To date, most of the people arriving in the Kootenay-Columbia region near modern-day Invermere, excluding the fur traders at “Kootenae House”, were just travelling through. This changed drastically in 1864, impacting the region and the Kootenay First Nations that lived there almost overnight. The Kootenay Gold Rush began as gold was discovered in Wild Horse Creek near the Kootenay River at Fort Steele. Thousands of settlers arrived, mostly from the United States, to stake their claim, and many would stay. In 1880, John McKay staked his homestead along the Columbia River, near modern-day Radium Hot Springs, and in 1890, Roland Stuart, a British squire, would buy the land around the Radium hot springs to invest in this commercial venture. The first road was built around the hot springs in 1911 as Charles Crook claimed his homestead in the Kootenay Valley just over Sinclair Pass from the springs. Development was expanding and shortly after discovering that radium was indeed in the hot springs, the original bathing pool and bathhouse was constructed there in 1914. Kootenay National Park was established in 1920, relinquishing to memories and place-names the long history of the Kootenay natives in the area. In 1923, the townsite of Radium Hot Springs was surveyed and the Banff-Windermere road along the Kootenay River was officially opened, becoming the first road through the Rocky Mountains.
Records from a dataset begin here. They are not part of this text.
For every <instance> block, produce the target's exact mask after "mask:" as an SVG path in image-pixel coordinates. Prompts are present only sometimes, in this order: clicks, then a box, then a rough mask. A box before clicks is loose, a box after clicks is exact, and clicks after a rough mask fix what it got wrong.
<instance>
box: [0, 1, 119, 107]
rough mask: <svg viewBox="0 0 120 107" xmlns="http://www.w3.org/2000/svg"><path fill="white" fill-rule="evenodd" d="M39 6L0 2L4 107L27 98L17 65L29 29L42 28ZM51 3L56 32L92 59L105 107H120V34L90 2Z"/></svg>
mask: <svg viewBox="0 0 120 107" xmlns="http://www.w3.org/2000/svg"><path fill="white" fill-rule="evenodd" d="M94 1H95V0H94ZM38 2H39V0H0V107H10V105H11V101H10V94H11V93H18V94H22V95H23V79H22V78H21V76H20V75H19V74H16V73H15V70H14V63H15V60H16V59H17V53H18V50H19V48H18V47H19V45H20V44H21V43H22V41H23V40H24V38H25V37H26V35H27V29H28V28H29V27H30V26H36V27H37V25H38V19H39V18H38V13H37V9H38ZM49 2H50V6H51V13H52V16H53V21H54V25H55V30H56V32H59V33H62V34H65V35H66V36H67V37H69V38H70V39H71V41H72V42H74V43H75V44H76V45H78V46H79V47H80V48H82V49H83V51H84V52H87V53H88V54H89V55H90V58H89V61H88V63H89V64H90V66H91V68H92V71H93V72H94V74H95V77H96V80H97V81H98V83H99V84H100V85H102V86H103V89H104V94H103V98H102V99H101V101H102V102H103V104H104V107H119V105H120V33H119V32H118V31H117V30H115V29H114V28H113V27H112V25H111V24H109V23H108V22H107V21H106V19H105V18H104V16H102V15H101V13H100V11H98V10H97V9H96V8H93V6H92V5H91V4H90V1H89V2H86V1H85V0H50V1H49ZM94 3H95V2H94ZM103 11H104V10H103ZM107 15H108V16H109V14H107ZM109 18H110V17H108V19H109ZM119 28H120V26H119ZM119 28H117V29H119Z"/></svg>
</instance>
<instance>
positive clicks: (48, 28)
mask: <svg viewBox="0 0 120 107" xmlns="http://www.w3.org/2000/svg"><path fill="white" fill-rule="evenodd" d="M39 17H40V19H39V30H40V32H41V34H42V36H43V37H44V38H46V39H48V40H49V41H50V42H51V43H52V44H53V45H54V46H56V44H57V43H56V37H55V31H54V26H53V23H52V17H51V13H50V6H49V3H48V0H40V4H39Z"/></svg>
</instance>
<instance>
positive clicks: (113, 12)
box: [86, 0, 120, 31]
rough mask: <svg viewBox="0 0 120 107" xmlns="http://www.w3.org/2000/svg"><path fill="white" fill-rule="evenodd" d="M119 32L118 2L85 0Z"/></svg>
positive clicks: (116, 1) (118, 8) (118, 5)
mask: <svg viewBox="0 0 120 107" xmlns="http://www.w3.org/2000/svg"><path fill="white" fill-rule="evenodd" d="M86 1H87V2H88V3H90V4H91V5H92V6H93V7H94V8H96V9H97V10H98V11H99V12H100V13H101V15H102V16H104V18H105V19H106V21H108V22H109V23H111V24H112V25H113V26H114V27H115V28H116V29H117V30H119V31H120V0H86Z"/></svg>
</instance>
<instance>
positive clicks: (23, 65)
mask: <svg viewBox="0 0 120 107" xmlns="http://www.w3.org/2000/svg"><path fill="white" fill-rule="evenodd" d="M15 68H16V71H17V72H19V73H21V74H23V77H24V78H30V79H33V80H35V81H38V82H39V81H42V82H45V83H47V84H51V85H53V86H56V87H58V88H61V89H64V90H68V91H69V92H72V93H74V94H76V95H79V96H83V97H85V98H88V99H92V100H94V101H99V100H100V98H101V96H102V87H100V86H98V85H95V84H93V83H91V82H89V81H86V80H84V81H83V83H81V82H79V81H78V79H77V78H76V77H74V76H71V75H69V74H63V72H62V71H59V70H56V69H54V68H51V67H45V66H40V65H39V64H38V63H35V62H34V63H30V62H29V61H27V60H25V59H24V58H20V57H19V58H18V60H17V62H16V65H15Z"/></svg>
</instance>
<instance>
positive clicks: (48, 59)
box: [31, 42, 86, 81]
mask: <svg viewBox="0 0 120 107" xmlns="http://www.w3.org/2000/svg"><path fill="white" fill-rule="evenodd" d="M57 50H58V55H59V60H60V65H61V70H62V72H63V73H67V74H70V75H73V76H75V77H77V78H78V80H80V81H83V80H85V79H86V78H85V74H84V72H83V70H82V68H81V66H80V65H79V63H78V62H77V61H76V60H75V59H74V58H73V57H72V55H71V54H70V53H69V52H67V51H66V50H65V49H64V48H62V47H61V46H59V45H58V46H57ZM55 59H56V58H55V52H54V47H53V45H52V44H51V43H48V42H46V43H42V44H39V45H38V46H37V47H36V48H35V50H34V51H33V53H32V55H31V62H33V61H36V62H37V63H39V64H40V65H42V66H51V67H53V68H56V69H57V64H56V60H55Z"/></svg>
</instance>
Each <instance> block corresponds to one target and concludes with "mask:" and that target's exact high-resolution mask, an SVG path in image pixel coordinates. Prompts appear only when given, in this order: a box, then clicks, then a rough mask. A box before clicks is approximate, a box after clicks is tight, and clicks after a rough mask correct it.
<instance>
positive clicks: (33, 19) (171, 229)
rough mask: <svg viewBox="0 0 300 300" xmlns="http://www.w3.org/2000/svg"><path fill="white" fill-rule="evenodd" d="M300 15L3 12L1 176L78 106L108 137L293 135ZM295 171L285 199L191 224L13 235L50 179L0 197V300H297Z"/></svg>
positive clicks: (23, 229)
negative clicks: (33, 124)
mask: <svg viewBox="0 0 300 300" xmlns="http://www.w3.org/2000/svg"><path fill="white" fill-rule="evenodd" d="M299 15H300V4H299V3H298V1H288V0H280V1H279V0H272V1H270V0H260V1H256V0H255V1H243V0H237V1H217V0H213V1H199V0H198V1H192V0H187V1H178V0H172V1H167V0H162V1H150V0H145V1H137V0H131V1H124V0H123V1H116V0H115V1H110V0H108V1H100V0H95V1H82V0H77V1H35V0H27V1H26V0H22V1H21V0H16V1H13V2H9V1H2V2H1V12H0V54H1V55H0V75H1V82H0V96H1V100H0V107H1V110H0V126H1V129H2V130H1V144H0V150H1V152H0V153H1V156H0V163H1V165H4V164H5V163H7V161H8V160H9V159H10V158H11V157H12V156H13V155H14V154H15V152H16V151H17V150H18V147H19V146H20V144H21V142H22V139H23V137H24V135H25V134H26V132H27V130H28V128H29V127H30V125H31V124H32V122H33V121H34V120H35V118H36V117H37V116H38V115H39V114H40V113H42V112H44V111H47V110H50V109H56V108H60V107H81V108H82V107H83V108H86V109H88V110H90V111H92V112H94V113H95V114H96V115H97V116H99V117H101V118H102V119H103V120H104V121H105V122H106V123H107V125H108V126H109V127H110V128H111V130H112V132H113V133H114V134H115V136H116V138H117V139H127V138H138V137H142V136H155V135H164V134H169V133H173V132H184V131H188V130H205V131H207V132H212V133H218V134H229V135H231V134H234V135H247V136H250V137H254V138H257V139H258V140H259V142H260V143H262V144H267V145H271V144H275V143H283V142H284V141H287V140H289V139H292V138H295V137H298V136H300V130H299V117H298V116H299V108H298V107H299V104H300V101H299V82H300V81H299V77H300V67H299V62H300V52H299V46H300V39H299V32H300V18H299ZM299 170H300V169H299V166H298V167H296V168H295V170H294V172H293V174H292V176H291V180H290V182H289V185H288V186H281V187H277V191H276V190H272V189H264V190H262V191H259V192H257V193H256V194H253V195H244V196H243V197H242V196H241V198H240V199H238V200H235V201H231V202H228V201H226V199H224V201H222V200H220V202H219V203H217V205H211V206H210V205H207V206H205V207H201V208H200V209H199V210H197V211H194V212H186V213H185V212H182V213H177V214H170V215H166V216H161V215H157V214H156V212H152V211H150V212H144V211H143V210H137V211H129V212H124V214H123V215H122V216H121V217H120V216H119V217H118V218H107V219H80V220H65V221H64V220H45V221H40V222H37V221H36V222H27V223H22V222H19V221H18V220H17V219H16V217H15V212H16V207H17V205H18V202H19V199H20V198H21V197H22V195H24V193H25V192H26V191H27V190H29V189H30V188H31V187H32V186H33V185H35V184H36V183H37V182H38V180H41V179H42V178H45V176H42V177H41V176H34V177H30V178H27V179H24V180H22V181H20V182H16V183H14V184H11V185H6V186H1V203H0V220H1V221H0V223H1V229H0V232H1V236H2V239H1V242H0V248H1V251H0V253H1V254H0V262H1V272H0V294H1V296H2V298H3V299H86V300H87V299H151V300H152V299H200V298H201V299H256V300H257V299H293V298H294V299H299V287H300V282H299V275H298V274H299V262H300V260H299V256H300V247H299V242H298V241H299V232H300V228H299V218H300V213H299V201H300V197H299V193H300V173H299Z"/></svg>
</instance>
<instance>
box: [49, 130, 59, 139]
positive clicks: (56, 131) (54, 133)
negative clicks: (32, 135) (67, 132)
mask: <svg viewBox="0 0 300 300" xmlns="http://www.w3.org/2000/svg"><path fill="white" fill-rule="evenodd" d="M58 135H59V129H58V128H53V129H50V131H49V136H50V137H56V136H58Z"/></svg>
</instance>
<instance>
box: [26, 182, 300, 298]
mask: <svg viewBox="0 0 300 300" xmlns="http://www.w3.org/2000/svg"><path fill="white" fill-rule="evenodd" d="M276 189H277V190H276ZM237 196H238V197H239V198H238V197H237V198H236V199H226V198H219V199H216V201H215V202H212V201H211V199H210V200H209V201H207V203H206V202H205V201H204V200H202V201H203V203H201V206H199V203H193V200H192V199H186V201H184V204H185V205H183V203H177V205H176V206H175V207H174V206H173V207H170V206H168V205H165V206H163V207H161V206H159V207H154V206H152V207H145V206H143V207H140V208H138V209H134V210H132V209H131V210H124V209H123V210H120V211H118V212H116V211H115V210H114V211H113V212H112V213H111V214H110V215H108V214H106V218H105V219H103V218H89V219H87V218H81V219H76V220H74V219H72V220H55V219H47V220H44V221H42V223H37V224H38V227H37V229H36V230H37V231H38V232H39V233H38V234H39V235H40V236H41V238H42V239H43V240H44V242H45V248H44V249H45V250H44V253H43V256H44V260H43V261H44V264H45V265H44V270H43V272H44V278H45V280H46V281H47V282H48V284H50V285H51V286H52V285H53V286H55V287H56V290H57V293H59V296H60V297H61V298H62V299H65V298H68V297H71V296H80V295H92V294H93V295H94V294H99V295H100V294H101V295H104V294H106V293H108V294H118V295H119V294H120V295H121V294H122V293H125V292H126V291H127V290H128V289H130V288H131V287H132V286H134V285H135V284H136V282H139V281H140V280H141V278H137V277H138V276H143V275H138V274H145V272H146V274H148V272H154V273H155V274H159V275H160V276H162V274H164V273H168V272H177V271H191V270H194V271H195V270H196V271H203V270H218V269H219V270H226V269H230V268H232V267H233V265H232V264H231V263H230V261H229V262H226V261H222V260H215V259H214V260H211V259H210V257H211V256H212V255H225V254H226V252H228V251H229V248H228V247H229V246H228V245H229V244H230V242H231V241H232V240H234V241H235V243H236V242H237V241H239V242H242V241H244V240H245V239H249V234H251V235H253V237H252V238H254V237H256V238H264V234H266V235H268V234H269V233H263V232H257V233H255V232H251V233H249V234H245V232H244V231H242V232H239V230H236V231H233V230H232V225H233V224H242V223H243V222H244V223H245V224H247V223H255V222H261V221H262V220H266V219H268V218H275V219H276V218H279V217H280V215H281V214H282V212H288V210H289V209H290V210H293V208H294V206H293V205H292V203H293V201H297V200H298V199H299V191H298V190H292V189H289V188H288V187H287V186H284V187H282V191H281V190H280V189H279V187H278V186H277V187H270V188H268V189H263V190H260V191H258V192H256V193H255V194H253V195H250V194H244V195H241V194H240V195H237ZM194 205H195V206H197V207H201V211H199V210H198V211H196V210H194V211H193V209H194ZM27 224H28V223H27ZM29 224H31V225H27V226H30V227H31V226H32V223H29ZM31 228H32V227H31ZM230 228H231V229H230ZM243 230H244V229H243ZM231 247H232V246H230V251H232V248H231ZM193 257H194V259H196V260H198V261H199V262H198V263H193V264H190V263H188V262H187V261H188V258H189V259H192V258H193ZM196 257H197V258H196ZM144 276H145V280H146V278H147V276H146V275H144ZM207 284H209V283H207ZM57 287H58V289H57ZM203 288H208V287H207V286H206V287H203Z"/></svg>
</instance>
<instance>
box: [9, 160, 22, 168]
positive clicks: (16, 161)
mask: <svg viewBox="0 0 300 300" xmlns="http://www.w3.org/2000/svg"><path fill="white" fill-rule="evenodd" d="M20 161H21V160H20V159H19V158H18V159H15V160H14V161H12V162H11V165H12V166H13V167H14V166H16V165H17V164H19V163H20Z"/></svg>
As change increased and hastened for the original peoples of the Kootenay, Cross, and Columbia River region, the year 1933 signaled the end of a very long, rich, and formidable era as the Chinook salmon made their final run up the Columbia River to Columbia Lake. The construction of Grand Coulee Dam in Washington State stopped the salmon run and the Ktunaxa, especially the Upper bands, lost a major source of life and subsistence forever. The salmon were a staple in the diet of the Upper Ktunaxa bands, who were master fishermen. Some old oral histories even mention that it was the Ktunaxa who taught some of the other tribes in the region how to fish, such as the Piikani (Peigan) Nation (thank you to Piikani Elder, Dila Houle, for kindly sharing this information with me). The Ktunaxa also helped teach David Thompson himself, as well as other Europeans at Kootenae House, some key points for efficiency and success with fishing nets. The salmon’s sudden disappearance solidified the relatively sudden shift in the Ktunaxa way of life, as government talks, treaty negotiations, residential schools, and land reservations persisted on to deal with the “Indian issue.” In 1948, the final campgrounds in Kootenay National Park were built and three years later the new aquacourt and pool were finished at Radium Hot Springs. Reconstruction and upgrading of the Banff-Windermere highway, as well as the installation of the Iron Gates Tunnel near Sinclair Canyon, was completed in 1965. This heralded the procession of people, tourists from all around the world, who would visit and enjoy the Kootenay-Columbia region forevermore, as its silent history continued to unfold in the arms of its beautiful landscape.